"This is probably not going to get a good review, but I'm going to say Adolf Hitler," Berger replied. "It was obviously very sad and he had bad motives, but the way he was able to lead was second-to-none. How he rallied a group and a following, I want to know how he did that. Bad intentions of course, but you can't deny he wasn't a great leader."
Berger, who was named the team's offensive coordinator on January 20, rounded out his trio with John F. Kennedy and Christopher Columbus after the Nazi leader, whose policies resulted in millions of deaths in the Holocaust.
Berger was suspended earlier this week amid an investigation conducted by the university.
"The comments made by Offensive Coordinator Morris Berger, as reported in The Lanthorn student newspaper, do not reflect the values of Grand Valley State University," Grand Valley State spokeswoman Mary Eilleen Lyon said in a statement this week. In a follow-up statement to The Lanthorn, the university said it was committed to the editorial independence of its student newspaper.
"The administration is reviewing events surrounding the Berger story to determine if there was behaviour inconsistent with that commitment," the statement added.
In an interview Monday, Grand Valley Lanthorn Editor-in-Chief Nick Moran told The Washington Post that the publication typically interviews big names who join and leave the university. The last Q&A the paper published, he noted, was when the university's former president, who retired in April.
In the case of Berger, who joined Grand Valley State after successful coaching stints at Texas State University and Oklahoma State University, Moran sought to provide football fans a close look at their new coach.
"GVSU's defensive game is something that's a spectacle - so having a new coordinator to revamp offense attracted a lot of attention," he said. "Our job is to fill in readers on Berger's history and his goals for the offense."
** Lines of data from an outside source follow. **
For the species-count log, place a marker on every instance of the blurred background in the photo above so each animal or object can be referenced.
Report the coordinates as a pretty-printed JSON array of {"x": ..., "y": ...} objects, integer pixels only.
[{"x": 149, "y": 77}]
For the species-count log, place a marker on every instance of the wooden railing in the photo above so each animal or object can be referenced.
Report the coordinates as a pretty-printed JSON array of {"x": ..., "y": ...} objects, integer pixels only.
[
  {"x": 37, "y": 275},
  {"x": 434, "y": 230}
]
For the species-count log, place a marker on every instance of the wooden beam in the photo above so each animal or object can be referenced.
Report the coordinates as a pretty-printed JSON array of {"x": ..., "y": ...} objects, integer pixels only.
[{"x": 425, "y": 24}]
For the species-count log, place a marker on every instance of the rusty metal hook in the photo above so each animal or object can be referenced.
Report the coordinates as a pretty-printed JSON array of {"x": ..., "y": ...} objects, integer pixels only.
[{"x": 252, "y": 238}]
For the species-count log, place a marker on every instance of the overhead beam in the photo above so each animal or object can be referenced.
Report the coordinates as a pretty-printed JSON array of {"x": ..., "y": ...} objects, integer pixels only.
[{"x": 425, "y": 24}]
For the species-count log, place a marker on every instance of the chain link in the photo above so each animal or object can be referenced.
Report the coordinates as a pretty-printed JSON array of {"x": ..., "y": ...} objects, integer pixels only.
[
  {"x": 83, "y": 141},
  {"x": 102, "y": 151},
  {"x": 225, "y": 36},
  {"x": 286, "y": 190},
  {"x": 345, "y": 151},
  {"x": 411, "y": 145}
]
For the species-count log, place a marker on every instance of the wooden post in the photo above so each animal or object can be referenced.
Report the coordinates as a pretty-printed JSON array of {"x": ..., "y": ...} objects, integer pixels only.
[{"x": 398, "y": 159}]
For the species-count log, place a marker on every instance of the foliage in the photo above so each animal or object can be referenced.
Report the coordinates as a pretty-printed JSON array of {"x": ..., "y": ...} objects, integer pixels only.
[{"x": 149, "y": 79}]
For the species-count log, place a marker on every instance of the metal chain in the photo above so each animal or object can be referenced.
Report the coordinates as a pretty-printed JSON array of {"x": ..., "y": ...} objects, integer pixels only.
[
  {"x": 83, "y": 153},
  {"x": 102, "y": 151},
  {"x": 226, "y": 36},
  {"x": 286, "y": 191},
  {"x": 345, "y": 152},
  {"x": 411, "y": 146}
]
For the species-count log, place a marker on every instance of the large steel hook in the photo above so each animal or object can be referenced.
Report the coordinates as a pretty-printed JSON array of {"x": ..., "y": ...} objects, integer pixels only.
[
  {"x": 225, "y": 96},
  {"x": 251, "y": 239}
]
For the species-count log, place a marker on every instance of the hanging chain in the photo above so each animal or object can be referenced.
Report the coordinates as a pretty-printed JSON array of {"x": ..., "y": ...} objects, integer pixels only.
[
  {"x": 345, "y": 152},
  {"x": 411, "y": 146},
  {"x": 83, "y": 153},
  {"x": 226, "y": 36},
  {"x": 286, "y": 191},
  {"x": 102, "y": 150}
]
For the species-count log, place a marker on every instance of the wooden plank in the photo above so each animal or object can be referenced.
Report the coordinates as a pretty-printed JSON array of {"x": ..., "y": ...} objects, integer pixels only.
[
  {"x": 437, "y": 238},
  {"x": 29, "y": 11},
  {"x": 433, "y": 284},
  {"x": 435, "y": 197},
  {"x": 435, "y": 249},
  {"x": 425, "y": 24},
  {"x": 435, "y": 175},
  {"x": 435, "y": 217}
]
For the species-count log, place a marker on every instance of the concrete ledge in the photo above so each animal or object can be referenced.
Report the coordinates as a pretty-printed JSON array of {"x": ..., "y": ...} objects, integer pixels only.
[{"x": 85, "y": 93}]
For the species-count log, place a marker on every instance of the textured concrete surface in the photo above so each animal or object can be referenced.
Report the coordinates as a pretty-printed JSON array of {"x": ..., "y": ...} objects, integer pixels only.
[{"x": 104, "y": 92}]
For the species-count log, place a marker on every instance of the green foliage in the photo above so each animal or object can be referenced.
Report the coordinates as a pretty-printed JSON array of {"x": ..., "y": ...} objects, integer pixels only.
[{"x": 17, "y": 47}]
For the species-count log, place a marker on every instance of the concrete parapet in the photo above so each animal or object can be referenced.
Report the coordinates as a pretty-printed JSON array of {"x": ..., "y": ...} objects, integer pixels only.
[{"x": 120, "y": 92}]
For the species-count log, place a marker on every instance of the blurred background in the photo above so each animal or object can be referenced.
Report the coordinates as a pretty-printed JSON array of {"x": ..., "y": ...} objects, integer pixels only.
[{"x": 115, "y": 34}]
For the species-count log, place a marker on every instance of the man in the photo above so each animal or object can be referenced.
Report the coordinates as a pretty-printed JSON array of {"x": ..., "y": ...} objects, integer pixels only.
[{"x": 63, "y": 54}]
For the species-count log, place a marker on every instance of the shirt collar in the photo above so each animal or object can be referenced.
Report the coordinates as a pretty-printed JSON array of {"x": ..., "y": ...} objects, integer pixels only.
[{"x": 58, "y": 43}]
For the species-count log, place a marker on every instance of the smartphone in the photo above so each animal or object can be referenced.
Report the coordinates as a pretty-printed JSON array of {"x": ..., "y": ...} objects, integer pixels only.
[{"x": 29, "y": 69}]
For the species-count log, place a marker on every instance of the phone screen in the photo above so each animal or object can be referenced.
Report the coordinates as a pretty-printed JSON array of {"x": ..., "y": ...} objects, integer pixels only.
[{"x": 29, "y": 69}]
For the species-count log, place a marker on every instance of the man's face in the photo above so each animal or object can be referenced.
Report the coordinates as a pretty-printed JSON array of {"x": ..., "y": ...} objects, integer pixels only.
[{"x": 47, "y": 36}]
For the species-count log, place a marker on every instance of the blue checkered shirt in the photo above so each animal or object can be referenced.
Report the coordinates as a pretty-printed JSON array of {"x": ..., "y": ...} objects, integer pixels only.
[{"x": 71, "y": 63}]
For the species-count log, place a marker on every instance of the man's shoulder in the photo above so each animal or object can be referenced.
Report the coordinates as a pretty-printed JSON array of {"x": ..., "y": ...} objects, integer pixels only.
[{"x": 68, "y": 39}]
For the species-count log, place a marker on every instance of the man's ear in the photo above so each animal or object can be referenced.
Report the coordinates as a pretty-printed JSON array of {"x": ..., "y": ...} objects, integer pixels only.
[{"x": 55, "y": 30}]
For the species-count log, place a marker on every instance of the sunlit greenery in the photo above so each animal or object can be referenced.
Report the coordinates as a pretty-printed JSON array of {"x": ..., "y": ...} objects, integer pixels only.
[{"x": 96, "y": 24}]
Much of the interview focused on Berger's coaching experience. Moran, who said he reviewed the interview before it was published, said the closing historical-figures question aligns with guidance from the school's sports reporting classes to start with a good question and "end with a bang."
"I'm beyond proud of my team. As young student journalists, it's difficult to handle a story with this attention, he said. "I can sleep at night and be confident with how we handled things and the decisions we made."
Berger was contrite.
"I failed myself, my parents and this university - the answer I attempted to give does not align instilled in me by my parents, nor represent what I stand for or believe in - I mishandled the answer and fell way short of the mark," he wrote in his apology.